Village Enterprise uses a highly effective targeting method to identify the extreme poor (poverty wealth ranking combined with Poverty Probability Index). We then provide access to business savings groups, business and financial literacy education (9 modules), ongoing mentorship, and a cash grant as seed capital. Types of business include retail, agriculture, livestock rearing, services, including restaurants, bicycle repairs, and butcher services. Village Enterprise has a field team of over 200 employees in Uganda and Kenya who deliver the program, 95% of whom are East Africans. To date, we have launched over 58,000 businesses, trained 214,000 first-time entrepreneurs, and transformed roughly 1,240,000 lives in Kenya and Uganda. Our impact measurements include increased income, savings, and productive assets, which contribute to better nutrition, greater access to education for children, higher-quality housing, individual empowerment, and a sense of hope for the future.
While the Covid-19 pandemic has been a challenging time for Village Enterprise, as it has been for everyone around the globe, we have nonetheless adapted to the new reality.

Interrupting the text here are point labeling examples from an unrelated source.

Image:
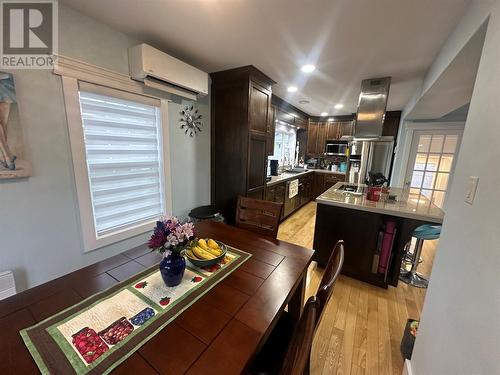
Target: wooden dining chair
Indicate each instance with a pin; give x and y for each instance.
(332, 272)
(298, 355)
(287, 352)
(262, 217)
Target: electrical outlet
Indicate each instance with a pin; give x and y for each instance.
(471, 189)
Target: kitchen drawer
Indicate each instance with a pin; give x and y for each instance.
(280, 193)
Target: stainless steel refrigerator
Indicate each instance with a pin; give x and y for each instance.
(369, 155)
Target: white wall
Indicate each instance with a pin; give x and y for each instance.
(460, 329)
(472, 20)
(39, 226)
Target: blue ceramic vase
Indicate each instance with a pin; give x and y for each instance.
(172, 269)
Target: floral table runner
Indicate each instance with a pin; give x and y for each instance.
(97, 334)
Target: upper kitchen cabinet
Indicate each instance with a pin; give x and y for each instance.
(321, 131)
(312, 138)
(242, 126)
(271, 131)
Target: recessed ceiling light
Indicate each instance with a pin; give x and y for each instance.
(308, 68)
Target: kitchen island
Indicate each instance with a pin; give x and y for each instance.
(342, 215)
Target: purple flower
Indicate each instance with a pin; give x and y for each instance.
(170, 234)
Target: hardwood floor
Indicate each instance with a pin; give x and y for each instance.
(362, 326)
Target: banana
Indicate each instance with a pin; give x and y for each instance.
(202, 254)
(215, 252)
(203, 244)
(212, 244)
(190, 254)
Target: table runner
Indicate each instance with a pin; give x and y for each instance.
(97, 334)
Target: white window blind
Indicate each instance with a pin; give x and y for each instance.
(123, 151)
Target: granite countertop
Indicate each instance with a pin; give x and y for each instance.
(291, 176)
(414, 207)
(287, 176)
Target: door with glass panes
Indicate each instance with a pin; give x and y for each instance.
(431, 163)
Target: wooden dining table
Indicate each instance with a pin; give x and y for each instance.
(219, 334)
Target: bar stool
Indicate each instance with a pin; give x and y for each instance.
(422, 233)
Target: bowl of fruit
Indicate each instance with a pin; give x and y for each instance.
(206, 252)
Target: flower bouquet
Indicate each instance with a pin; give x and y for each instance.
(170, 238)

After a period of remote programming from March-June, we are now back to working with our entrepreneurs in the field using appropriate safety measuring and social distancing protocols. We are also happy to report that we have preserved all organizational jobs and have embarked on a digitization design process, where we aim to fully digitize our program to both increase efficiency and prepare us for a similar shock in the future.
You can help us in many ways:
Gift: We constantly strive to diversify our revenue, and your donation would help us to reach our ambitious goal of impacting 20 million lives by 2030. You can donate here.
Partner with us: If you are interested in partnering with us, I urge you to reach out to our Senior Manager of Institutional Partnerships, Alexandra Strzempko at Alexs@villageenterprise.org.
Follow us: You can follow us on Instagram, facebook, and twitter.
We know that to scale as an organization and to ensure resiliency we must digitize our programming. Progress is already underway at Village Enterprise on a design challenge framed by the question, “How might we significantly scale our reach through digital programming while maintaining impact?” A team of ten individuals from across functional teams is conducting research in academia, from experts in the industry, analogous experience in other industries, contextual observation, and interviews with community members. The research (inspiration) stage of the challenge has been completed, and we are now carrying out the ideation process to synthesize and apply the research findings to design potential solutions.